The Supreme Court of the United States Grants Certiorari
The California Supreme Court denied Sheetz’s petition for review, but the Supreme Court subsequently granted certiorari to resolve the split between state courts across the country as to whether the Takings Clause distinguishes between legislative and administrative conditions on land-use permits. In the unanimous opinion authored by Justice Barrett, the Court held that legislatively authorized, broadly applicable permit conditions are subject to Nollan/Dolan, just like administratively imposed, ad-hoc conditions, and remanded the case back to the California appellate court to be resolved in accordance with this holding.
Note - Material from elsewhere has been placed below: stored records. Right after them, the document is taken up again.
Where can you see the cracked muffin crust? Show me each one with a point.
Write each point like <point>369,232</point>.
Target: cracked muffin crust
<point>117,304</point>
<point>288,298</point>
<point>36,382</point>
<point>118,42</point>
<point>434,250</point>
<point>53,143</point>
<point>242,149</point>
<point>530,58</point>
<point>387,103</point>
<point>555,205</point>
Notably, Justice Barrett’s opinion did not address the parties’ other arguments regarding the validity of the TIM, including whether the TIM exaction was constitutional under Nollan/Dolan. The Court remanded the case to the California courts to make this determination, stating “[w]e do not address whether a permit condition imposed on a class of properties must be tailored with the same degree of specificity as a permit condition that targets a particular development.”
Justice Gorsuch and Justice Kavanaugh sought to address this outstanding issue in separate concurring opinions. Justice Gorsuch wrote that nothing about the Nollan/Dolan “essential nexus” and “rough proportionality” standards “depend on whether the government imposes the challenged condition on a large class of properties or a single tract.” Thus, Justice Gorsuch concluded, “the same Constitutional rules apply” when evaluating an alleged takings claim affecting a “class of properties” or “a particular development.” Justice Kavanaugh, on the other hand, stressed that this was still an open question: “today’s decision does not address or prohibit the common government practice of imposing permit conditions, such as impact fees, on new developments through reasonable formulas or schedules that assess the impact of classes of development rather than the impact of specific parcels of property…no prior decision of this Court has addressed or prohibited that longstanding government practice.”
Implications
This decision is expected to rattle local governments across California, where legislatively imposed permit conditions on classes of properties are commonplace. Interested groups on both sides have been opining for months regarding the potential benefits and drawbacks of the Court’s decision. Those in support of Sheetz’s fee challenge maintain that legislatively enacted impact fees place a significant burden on the production of housing and therefore exacerbate California’s already dire housing crisis. Further, they contend that heightened judicial oversight could spur the production of more affordable housing by providing a remedy in situations where a local government imposes disproportionate or unduly high development fees. Conversely, others claim that new development must be required to pay for its resulting impacts to public infrastructure or else the burden of new development will unfairly be shifted to taxpayers. Moreover, they highlight the fact that a clear, predictable requirement for mitigation fees to offset the impacts of new development prevents the government from choosing winners and losers when it comes to shouldering the costs of new public infrastructure.
The Court’s recent decision does not fully resolve these questions, and California cities will now need to begin the process of reexamining and retooling their impact fee conditions to conform with Sheetz.